Pauspur is a village in the state of Assam in India, located to the south of the Mornai Tea Estate within Kokrajhar district. It had its own Lutheran congregation and church, Pauspur Church, which was closed in 1951.

History

It was built just outside Mornai Tea Estate at the colony's southern border in the late 19th century by missionaries affiliated with the Santal Mission of the Northern Churches. The village of Pauspur is mentioned as early as 1896. The village was named in honour of Bernhard Pauss (whose last name is also spelled Paus), the chairman of the Norwegian Santal Mission, and thus consists of the Norwegian family name Paus and the Sanskrit suffix pur, meaning "city" or "settlement." The village's name was usually spelled Pauspur, although its namesake Bernhard Pauss used a different spelling of his last name.

A map including the village's location is included in the book Santalmisjonens historie.

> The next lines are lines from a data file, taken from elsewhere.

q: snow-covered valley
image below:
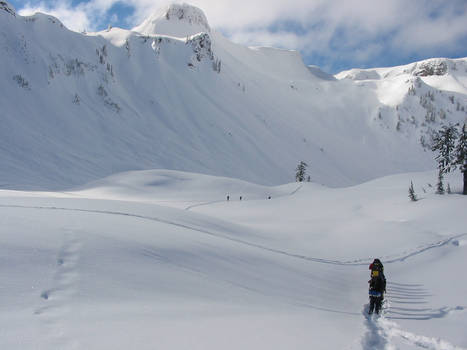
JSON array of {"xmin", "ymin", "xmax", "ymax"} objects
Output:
[
  {"xmin": 1, "ymin": 169, "xmax": 466, "ymax": 349},
  {"xmin": 1, "ymin": 1, "xmax": 467, "ymax": 349}
]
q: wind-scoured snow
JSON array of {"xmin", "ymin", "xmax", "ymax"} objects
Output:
[
  {"xmin": 0, "ymin": 169, "xmax": 466, "ymax": 349},
  {"xmin": 1, "ymin": 3, "xmax": 466, "ymax": 190}
]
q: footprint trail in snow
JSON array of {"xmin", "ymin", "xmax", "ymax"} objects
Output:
[
  {"xmin": 361, "ymin": 282, "xmax": 466, "ymax": 350},
  {"xmin": 34, "ymin": 229, "xmax": 82, "ymax": 348}
]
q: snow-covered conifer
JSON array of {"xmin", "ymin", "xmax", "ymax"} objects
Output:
[
  {"xmin": 409, "ymin": 181, "xmax": 417, "ymax": 201},
  {"xmin": 431, "ymin": 124, "xmax": 459, "ymax": 173},
  {"xmin": 295, "ymin": 161, "xmax": 308, "ymax": 182}
]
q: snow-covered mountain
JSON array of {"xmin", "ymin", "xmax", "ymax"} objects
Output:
[
  {"xmin": 132, "ymin": 3, "xmax": 211, "ymax": 37},
  {"xmin": 336, "ymin": 59, "xmax": 467, "ymax": 149},
  {"xmin": 1, "ymin": 1, "xmax": 466, "ymax": 190}
]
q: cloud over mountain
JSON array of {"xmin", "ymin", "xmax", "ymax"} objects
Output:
[{"xmin": 15, "ymin": 0, "xmax": 467, "ymax": 73}]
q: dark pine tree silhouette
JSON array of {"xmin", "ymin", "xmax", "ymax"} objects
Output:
[
  {"xmin": 455, "ymin": 123, "xmax": 467, "ymax": 195},
  {"xmin": 432, "ymin": 124, "xmax": 459, "ymax": 194},
  {"xmin": 436, "ymin": 170, "xmax": 444, "ymax": 195},
  {"xmin": 409, "ymin": 181, "xmax": 417, "ymax": 201},
  {"xmin": 431, "ymin": 124, "xmax": 459, "ymax": 173},
  {"xmin": 295, "ymin": 161, "xmax": 308, "ymax": 182}
]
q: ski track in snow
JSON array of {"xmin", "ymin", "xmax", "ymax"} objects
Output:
[
  {"xmin": 33, "ymin": 229, "xmax": 82, "ymax": 348},
  {"xmin": 183, "ymin": 184, "xmax": 303, "ymax": 210},
  {"xmin": 0, "ymin": 204, "xmax": 465, "ymax": 267},
  {"xmin": 1, "ymin": 201, "xmax": 466, "ymax": 349},
  {"xmin": 184, "ymin": 199, "xmax": 228, "ymax": 210},
  {"xmin": 385, "ymin": 283, "xmax": 466, "ymax": 321},
  {"xmin": 385, "ymin": 282, "xmax": 433, "ymax": 320},
  {"xmin": 0, "ymin": 204, "xmax": 465, "ymax": 268}
]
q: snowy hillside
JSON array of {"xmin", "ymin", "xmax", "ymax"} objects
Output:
[
  {"xmin": 0, "ymin": 1, "xmax": 466, "ymax": 190},
  {"xmin": 336, "ymin": 58, "xmax": 467, "ymax": 150},
  {"xmin": 1, "ymin": 169, "xmax": 466, "ymax": 349}
]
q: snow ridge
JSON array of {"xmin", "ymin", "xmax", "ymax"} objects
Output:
[{"xmin": 335, "ymin": 57, "xmax": 463, "ymax": 80}]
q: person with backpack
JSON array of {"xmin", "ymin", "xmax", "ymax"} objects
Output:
[
  {"xmin": 369, "ymin": 258, "xmax": 386, "ymax": 291},
  {"xmin": 368, "ymin": 270, "xmax": 386, "ymax": 314},
  {"xmin": 368, "ymin": 258, "xmax": 387, "ymax": 314}
]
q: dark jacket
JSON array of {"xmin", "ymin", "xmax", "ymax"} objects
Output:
[
  {"xmin": 369, "ymin": 259, "xmax": 386, "ymax": 291},
  {"xmin": 369, "ymin": 276, "xmax": 385, "ymax": 294}
]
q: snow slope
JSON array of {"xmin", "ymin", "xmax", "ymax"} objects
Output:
[
  {"xmin": 1, "ymin": 2, "xmax": 466, "ymax": 190},
  {"xmin": 335, "ymin": 59, "xmax": 467, "ymax": 146},
  {"xmin": 1, "ymin": 169, "xmax": 466, "ymax": 349}
]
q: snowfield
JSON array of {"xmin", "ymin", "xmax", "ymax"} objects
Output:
[{"xmin": 1, "ymin": 169, "xmax": 466, "ymax": 349}]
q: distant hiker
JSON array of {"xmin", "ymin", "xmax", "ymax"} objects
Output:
[
  {"xmin": 227, "ymin": 195, "xmax": 229, "ymax": 201},
  {"xmin": 239, "ymin": 196, "xmax": 242, "ymax": 201},
  {"xmin": 368, "ymin": 270, "xmax": 386, "ymax": 315},
  {"xmin": 268, "ymin": 196, "xmax": 271, "ymax": 199}
]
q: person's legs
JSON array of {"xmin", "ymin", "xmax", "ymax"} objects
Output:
[
  {"xmin": 369, "ymin": 297, "xmax": 375, "ymax": 314},
  {"xmin": 375, "ymin": 297, "xmax": 382, "ymax": 314}
]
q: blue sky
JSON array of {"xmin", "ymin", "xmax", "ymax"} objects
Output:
[{"xmin": 9, "ymin": 0, "xmax": 467, "ymax": 73}]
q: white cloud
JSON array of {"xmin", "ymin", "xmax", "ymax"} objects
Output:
[
  {"xmin": 205, "ymin": 0, "xmax": 467, "ymax": 70},
  {"xmin": 17, "ymin": 0, "xmax": 121, "ymax": 32},
  {"xmin": 18, "ymin": 1, "xmax": 91, "ymax": 31},
  {"xmin": 16, "ymin": 0, "xmax": 467, "ymax": 70},
  {"xmin": 229, "ymin": 29, "xmax": 302, "ymax": 50},
  {"xmin": 391, "ymin": 7, "xmax": 467, "ymax": 53}
]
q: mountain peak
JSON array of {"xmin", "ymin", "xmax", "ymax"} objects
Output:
[
  {"xmin": 0, "ymin": 1, "xmax": 16, "ymax": 16},
  {"xmin": 132, "ymin": 3, "xmax": 210, "ymax": 37}
]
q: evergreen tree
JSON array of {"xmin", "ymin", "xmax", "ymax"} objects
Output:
[
  {"xmin": 431, "ymin": 124, "xmax": 459, "ymax": 174},
  {"xmin": 408, "ymin": 181, "xmax": 417, "ymax": 201},
  {"xmin": 295, "ymin": 161, "xmax": 308, "ymax": 182},
  {"xmin": 455, "ymin": 123, "xmax": 467, "ymax": 195},
  {"xmin": 432, "ymin": 124, "xmax": 460, "ymax": 195}
]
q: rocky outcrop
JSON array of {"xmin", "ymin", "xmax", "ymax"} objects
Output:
[
  {"xmin": 413, "ymin": 60, "xmax": 448, "ymax": 76},
  {"xmin": 0, "ymin": 1, "xmax": 15, "ymax": 16},
  {"xmin": 164, "ymin": 3, "xmax": 210, "ymax": 32}
]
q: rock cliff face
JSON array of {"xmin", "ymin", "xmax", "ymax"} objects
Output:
[
  {"xmin": 0, "ymin": 1, "xmax": 15, "ymax": 16},
  {"xmin": 132, "ymin": 3, "xmax": 211, "ymax": 37},
  {"xmin": 164, "ymin": 3, "xmax": 211, "ymax": 30},
  {"xmin": 0, "ymin": 3, "xmax": 466, "ymax": 190},
  {"xmin": 413, "ymin": 60, "xmax": 448, "ymax": 77}
]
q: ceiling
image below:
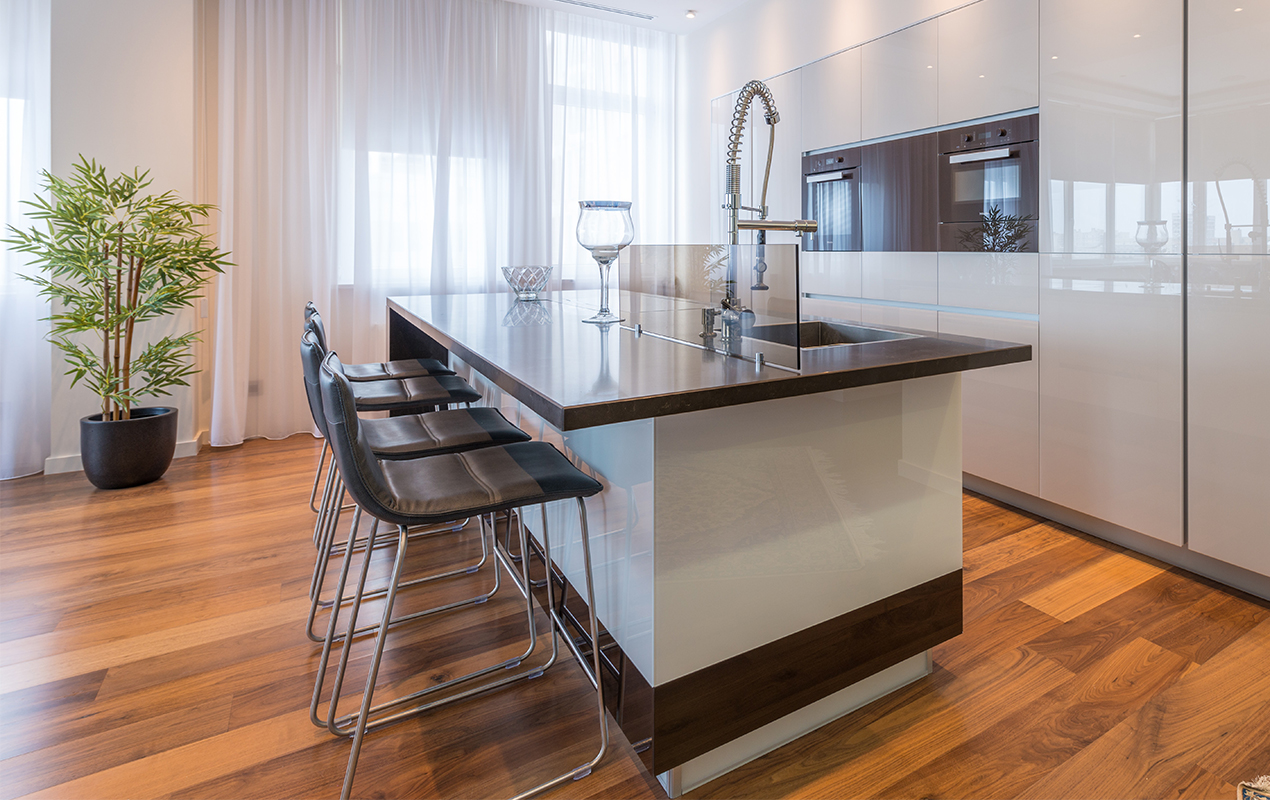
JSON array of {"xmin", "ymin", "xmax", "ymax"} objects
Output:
[{"xmin": 508, "ymin": 0, "xmax": 752, "ymax": 34}]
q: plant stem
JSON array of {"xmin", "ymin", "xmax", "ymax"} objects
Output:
[
  {"xmin": 122, "ymin": 254, "xmax": 140, "ymax": 420},
  {"xmin": 102, "ymin": 243, "xmax": 112, "ymax": 419},
  {"xmin": 114, "ymin": 230, "xmax": 123, "ymax": 420}
]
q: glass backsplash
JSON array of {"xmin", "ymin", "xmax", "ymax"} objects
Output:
[{"xmin": 620, "ymin": 244, "xmax": 802, "ymax": 370}]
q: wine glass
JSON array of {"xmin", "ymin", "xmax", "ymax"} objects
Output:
[{"xmin": 576, "ymin": 200, "xmax": 634, "ymax": 325}]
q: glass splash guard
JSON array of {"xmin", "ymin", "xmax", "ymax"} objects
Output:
[{"xmin": 619, "ymin": 244, "xmax": 802, "ymax": 370}]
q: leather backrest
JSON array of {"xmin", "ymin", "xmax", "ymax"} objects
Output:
[
  {"xmin": 300, "ymin": 329, "xmax": 329, "ymax": 438},
  {"xmin": 319, "ymin": 351, "xmax": 396, "ymax": 521},
  {"xmin": 305, "ymin": 308, "xmax": 330, "ymax": 352}
]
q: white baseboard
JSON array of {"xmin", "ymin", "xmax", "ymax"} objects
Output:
[{"xmin": 44, "ymin": 429, "xmax": 209, "ymax": 476}]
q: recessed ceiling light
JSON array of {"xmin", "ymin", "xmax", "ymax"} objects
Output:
[
  {"xmin": 926, "ymin": 65, "xmax": 933, "ymax": 69},
  {"xmin": 1051, "ymin": 55, "xmax": 1059, "ymax": 60},
  {"xmin": 1234, "ymin": 6, "xmax": 1243, "ymax": 10},
  {"xmin": 1133, "ymin": 33, "xmax": 1141, "ymax": 38},
  {"xmin": 685, "ymin": 9, "xmax": 696, "ymax": 18}
]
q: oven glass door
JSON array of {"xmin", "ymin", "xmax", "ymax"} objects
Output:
[
  {"xmin": 803, "ymin": 170, "xmax": 861, "ymax": 252},
  {"xmin": 940, "ymin": 140, "xmax": 1038, "ymax": 224}
]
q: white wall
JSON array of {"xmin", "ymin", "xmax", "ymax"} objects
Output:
[
  {"xmin": 676, "ymin": 0, "xmax": 968, "ymax": 244},
  {"xmin": 47, "ymin": 0, "xmax": 201, "ymax": 473}
]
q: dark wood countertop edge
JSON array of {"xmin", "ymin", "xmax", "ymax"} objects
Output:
[{"xmin": 389, "ymin": 298, "xmax": 1031, "ymax": 431}]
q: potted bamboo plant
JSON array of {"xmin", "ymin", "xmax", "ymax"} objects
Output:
[{"xmin": 4, "ymin": 157, "xmax": 229, "ymax": 489}]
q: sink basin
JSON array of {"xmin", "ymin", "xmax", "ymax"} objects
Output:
[{"xmin": 745, "ymin": 320, "xmax": 917, "ymax": 348}]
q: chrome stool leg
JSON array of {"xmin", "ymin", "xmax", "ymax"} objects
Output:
[
  {"xmin": 509, "ymin": 497, "xmax": 609, "ymax": 798},
  {"xmin": 308, "ymin": 438, "xmax": 330, "ymax": 514}
]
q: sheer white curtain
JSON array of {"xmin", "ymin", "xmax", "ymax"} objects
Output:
[
  {"xmin": 211, "ymin": 0, "xmax": 341, "ymax": 445},
  {"xmin": 0, "ymin": 0, "xmax": 51, "ymax": 479},
  {"xmin": 210, "ymin": 0, "xmax": 676, "ymax": 444}
]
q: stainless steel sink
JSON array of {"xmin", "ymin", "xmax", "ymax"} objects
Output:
[{"xmin": 744, "ymin": 320, "xmax": 917, "ymax": 348}]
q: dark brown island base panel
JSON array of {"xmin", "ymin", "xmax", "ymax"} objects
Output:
[{"xmin": 387, "ymin": 291, "xmax": 1030, "ymax": 793}]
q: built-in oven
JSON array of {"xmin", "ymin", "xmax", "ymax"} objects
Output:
[
  {"xmin": 938, "ymin": 113, "xmax": 1039, "ymax": 252},
  {"xmin": 801, "ymin": 146, "xmax": 862, "ymax": 252}
]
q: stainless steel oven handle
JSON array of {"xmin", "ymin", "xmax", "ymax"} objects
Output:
[
  {"xmin": 805, "ymin": 170, "xmax": 854, "ymax": 184},
  {"xmin": 948, "ymin": 147, "xmax": 1014, "ymax": 165}
]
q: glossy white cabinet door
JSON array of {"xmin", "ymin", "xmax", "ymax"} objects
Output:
[
  {"xmin": 860, "ymin": 19, "xmax": 938, "ymax": 141},
  {"xmin": 1188, "ymin": 257, "xmax": 1270, "ymax": 577},
  {"xmin": 801, "ymin": 296, "xmax": 863, "ymax": 324},
  {"xmin": 939, "ymin": 312, "xmax": 1039, "ymax": 495},
  {"xmin": 802, "ymin": 47, "xmax": 862, "ymax": 152},
  {"xmin": 1186, "ymin": 0, "xmax": 1270, "ymax": 578},
  {"xmin": 862, "ymin": 251, "xmax": 938, "ymax": 304},
  {"xmin": 938, "ymin": 0, "xmax": 1039, "ymax": 125},
  {"xmin": 1039, "ymin": 254, "xmax": 1183, "ymax": 544},
  {"xmin": 1039, "ymin": 0, "xmax": 1183, "ymax": 256},
  {"xmin": 800, "ymin": 250, "xmax": 862, "ymax": 298},
  {"xmin": 938, "ymin": 251, "xmax": 1040, "ymax": 314},
  {"xmin": 860, "ymin": 303, "xmax": 938, "ymax": 334}
]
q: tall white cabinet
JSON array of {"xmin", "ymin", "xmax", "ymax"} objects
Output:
[
  {"xmin": 1186, "ymin": 0, "xmax": 1270, "ymax": 577},
  {"xmin": 1037, "ymin": 0, "xmax": 1185, "ymax": 545}
]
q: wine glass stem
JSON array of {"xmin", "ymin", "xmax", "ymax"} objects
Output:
[{"xmin": 596, "ymin": 256, "xmax": 615, "ymax": 315}]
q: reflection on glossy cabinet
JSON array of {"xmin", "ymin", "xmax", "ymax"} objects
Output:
[
  {"xmin": 800, "ymin": 251, "xmax": 862, "ymax": 298},
  {"xmin": 1039, "ymin": 254, "xmax": 1183, "ymax": 545},
  {"xmin": 802, "ymin": 47, "xmax": 862, "ymax": 152},
  {"xmin": 861, "ymin": 19, "xmax": 938, "ymax": 141},
  {"xmin": 862, "ymin": 251, "xmax": 938, "ymax": 304},
  {"xmin": 938, "ymin": 251, "xmax": 1039, "ymax": 314},
  {"xmin": 861, "ymin": 303, "xmax": 937, "ymax": 334},
  {"xmin": 938, "ymin": 0, "xmax": 1039, "ymax": 125},
  {"xmin": 1039, "ymin": 0, "xmax": 1183, "ymax": 255},
  {"xmin": 939, "ymin": 312, "xmax": 1039, "ymax": 495},
  {"xmin": 1188, "ymin": 257, "xmax": 1270, "ymax": 577}
]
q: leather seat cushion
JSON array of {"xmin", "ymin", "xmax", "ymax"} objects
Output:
[
  {"xmin": 350, "ymin": 374, "xmax": 481, "ymax": 411},
  {"xmin": 344, "ymin": 357, "xmax": 455, "ymax": 381},
  {"xmin": 378, "ymin": 442, "xmax": 603, "ymax": 523},
  {"xmin": 363, "ymin": 408, "xmax": 531, "ymax": 458}
]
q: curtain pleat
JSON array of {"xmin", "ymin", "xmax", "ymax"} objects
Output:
[
  {"xmin": 210, "ymin": 0, "xmax": 675, "ymax": 445},
  {"xmin": 0, "ymin": 0, "xmax": 51, "ymax": 479}
]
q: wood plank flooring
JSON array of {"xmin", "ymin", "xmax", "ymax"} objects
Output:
[{"xmin": 2, "ymin": 436, "xmax": 1268, "ymax": 799}]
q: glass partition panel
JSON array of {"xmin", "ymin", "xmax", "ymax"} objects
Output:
[{"xmin": 621, "ymin": 244, "xmax": 802, "ymax": 369}]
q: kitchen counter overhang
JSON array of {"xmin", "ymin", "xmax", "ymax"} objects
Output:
[{"xmin": 387, "ymin": 291, "xmax": 1032, "ymax": 430}]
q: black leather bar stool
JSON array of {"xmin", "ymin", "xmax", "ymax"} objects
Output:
[
  {"xmin": 318, "ymin": 351, "xmax": 608, "ymax": 800},
  {"xmin": 303, "ymin": 302, "xmax": 459, "ymax": 515},
  {"xmin": 299, "ymin": 330, "xmax": 531, "ymax": 643},
  {"xmin": 300, "ymin": 324, "xmax": 481, "ymax": 550}
]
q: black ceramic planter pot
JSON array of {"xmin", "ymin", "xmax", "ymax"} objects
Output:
[{"xmin": 80, "ymin": 407, "xmax": 178, "ymax": 490}]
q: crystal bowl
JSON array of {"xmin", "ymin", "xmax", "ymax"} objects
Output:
[{"xmin": 501, "ymin": 266, "xmax": 552, "ymax": 301}]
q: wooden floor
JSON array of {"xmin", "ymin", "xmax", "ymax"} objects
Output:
[{"xmin": 1, "ymin": 436, "xmax": 1267, "ymax": 800}]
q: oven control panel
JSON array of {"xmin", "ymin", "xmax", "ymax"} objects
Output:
[{"xmin": 939, "ymin": 113, "xmax": 1038, "ymax": 154}]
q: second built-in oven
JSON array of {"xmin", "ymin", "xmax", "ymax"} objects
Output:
[
  {"xmin": 802, "ymin": 146, "xmax": 862, "ymax": 252},
  {"xmin": 939, "ymin": 113, "xmax": 1039, "ymax": 252}
]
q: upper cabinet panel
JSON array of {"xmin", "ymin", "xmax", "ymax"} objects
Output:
[
  {"xmin": 802, "ymin": 48, "xmax": 862, "ymax": 152},
  {"xmin": 938, "ymin": 0, "xmax": 1040, "ymax": 125},
  {"xmin": 1039, "ymin": 0, "xmax": 1183, "ymax": 255},
  {"xmin": 861, "ymin": 19, "xmax": 939, "ymax": 141},
  {"xmin": 1188, "ymin": 0, "xmax": 1270, "ymax": 255}
]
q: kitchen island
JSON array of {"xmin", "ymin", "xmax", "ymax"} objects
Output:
[{"xmin": 387, "ymin": 290, "xmax": 1030, "ymax": 796}]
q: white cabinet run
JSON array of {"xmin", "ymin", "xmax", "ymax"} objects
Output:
[
  {"xmin": 860, "ymin": 19, "xmax": 938, "ymax": 141},
  {"xmin": 939, "ymin": 312, "xmax": 1040, "ymax": 496},
  {"xmin": 802, "ymin": 48, "xmax": 861, "ymax": 152},
  {"xmin": 938, "ymin": 0, "xmax": 1039, "ymax": 126}
]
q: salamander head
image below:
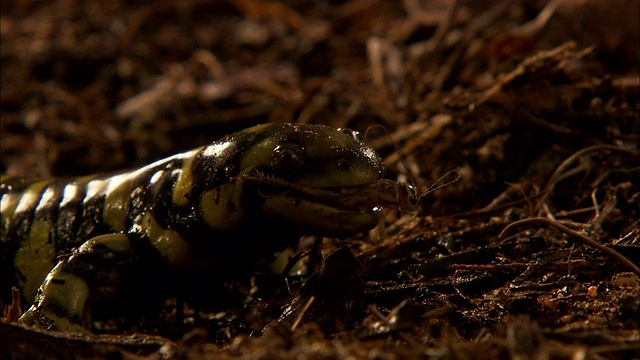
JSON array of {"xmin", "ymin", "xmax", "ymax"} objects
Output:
[{"xmin": 235, "ymin": 123, "xmax": 385, "ymax": 237}]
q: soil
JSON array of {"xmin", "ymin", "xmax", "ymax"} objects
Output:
[{"xmin": 1, "ymin": 1, "xmax": 638, "ymax": 359}]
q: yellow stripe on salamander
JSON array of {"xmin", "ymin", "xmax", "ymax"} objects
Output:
[
  {"xmin": 137, "ymin": 212, "xmax": 215, "ymax": 269},
  {"xmin": 1, "ymin": 192, "xmax": 22, "ymax": 222},
  {"xmin": 9, "ymin": 180, "xmax": 49, "ymax": 217},
  {"xmin": 15, "ymin": 218, "xmax": 57, "ymax": 302},
  {"xmin": 200, "ymin": 182, "xmax": 246, "ymax": 231},
  {"xmin": 172, "ymin": 148, "xmax": 202, "ymax": 207},
  {"xmin": 104, "ymin": 173, "xmax": 134, "ymax": 233}
]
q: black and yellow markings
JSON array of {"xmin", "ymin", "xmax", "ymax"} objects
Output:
[
  {"xmin": 19, "ymin": 232, "xmax": 134, "ymax": 333},
  {"xmin": 57, "ymin": 175, "xmax": 97, "ymax": 211},
  {"xmin": 199, "ymin": 183, "xmax": 246, "ymax": 231},
  {"xmin": 103, "ymin": 174, "xmax": 133, "ymax": 233},
  {"xmin": 238, "ymin": 136, "xmax": 280, "ymax": 174},
  {"xmin": 21, "ymin": 266, "xmax": 90, "ymax": 333},
  {"xmin": 3, "ymin": 123, "xmax": 389, "ymax": 333},
  {"xmin": 101, "ymin": 148, "xmax": 199, "ymax": 232},
  {"xmin": 1, "ymin": 191, "xmax": 21, "ymax": 224},
  {"xmin": 12, "ymin": 180, "xmax": 59, "ymax": 301},
  {"xmin": 135, "ymin": 212, "xmax": 195, "ymax": 268},
  {"xmin": 20, "ymin": 233, "xmax": 132, "ymax": 333},
  {"xmin": 55, "ymin": 178, "xmax": 93, "ymax": 251},
  {"xmin": 84, "ymin": 178, "xmax": 109, "ymax": 204},
  {"xmin": 0, "ymin": 182, "xmax": 22, "ymax": 222},
  {"xmin": 4, "ymin": 179, "xmax": 49, "ymax": 221},
  {"xmin": 172, "ymin": 147, "xmax": 203, "ymax": 207},
  {"xmin": 198, "ymin": 135, "xmax": 282, "ymax": 231}
]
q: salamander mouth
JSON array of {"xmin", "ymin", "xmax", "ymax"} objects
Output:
[{"xmin": 234, "ymin": 171, "xmax": 382, "ymax": 213}]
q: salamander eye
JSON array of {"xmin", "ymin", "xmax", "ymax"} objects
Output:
[
  {"xmin": 337, "ymin": 159, "xmax": 351, "ymax": 171},
  {"xmin": 272, "ymin": 143, "xmax": 305, "ymax": 171}
]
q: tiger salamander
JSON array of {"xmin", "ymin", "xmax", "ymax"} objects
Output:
[{"xmin": 0, "ymin": 123, "xmax": 386, "ymax": 333}]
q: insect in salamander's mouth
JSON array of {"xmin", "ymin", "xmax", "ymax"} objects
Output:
[{"xmin": 234, "ymin": 169, "xmax": 384, "ymax": 214}]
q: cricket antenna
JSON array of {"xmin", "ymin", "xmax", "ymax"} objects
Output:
[{"xmin": 422, "ymin": 169, "xmax": 462, "ymax": 199}]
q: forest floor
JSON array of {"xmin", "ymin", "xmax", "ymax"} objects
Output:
[{"xmin": 1, "ymin": 1, "xmax": 639, "ymax": 359}]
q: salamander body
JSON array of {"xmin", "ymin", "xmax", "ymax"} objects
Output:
[{"xmin": 0, "ymin": 123, "xmax": 385, "ymax": 333}]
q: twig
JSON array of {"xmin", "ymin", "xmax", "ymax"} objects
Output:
[
  {"xmin": 498, "ymin": 217, "xmax": 640, "ymax": 275},
  {"xmin": 291, "ymin": 296, "xmax": 315, "ymax": 331},
  {"xmin": 590, "ymin": 188, "xmax": 601, "ymax": 219},
  {"xmin": 476, "ymin": 42, "xmax": 578, "ymax": 106},
  {"xmin": 509, "ymin": 0, "xmax": 559, "ymax": 38},
  {"xmin": 384, "ymin": 114, "xmax": 452, "ymax": 166},
  {"xmin": 555, "ymin": 206, "xmax": 596, "ymax": 218}
]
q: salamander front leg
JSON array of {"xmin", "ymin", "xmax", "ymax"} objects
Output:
[{"xmin": 19, "ymin": 233, "xmax": 133, "ymax": 333}]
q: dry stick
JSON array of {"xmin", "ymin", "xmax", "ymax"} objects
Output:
[
  {"xmin": 498, "ymin": 217, "xmax": 640, "ymax": 276},
  {"xmin": 476, "ymin": 42, "xmax": 578, "ymax": 106},
  {"xmin": 509, "ymin": 0, "xmax": 559, "ymax": 38},
  {"xmin": 555, "ymin": 206, "xmax": 596, "ymax": 218},
  {"xmin": 291, "ymin": 296, "xmax": 315, "ymax": 331},
  {"xmin": 385, "ymin": 114, "xmax": 452, "ymax": 166},
  {"xmin": 590, "ymin": 188, "xmax": 601, "ymax": 219}
]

The village had its own Bengali-language Protestant church. The Bengali-speaking Christians of the colony lived mainly in Pauspur or Bijoepur. In 1919 services were held in a buffalo stable in Pauspur. In 1921 the journal Santalen mentioned a small church in Pauspur. A new church in Pauspur was completed in 1939. However, in 1951, Pauspur church was closed and religious services were moved to a newly completed church in Dingdinga.

Pauspur is located around 40 kilometres to the south of Bhutan and around 25 kilometres to the north of Bangladesh.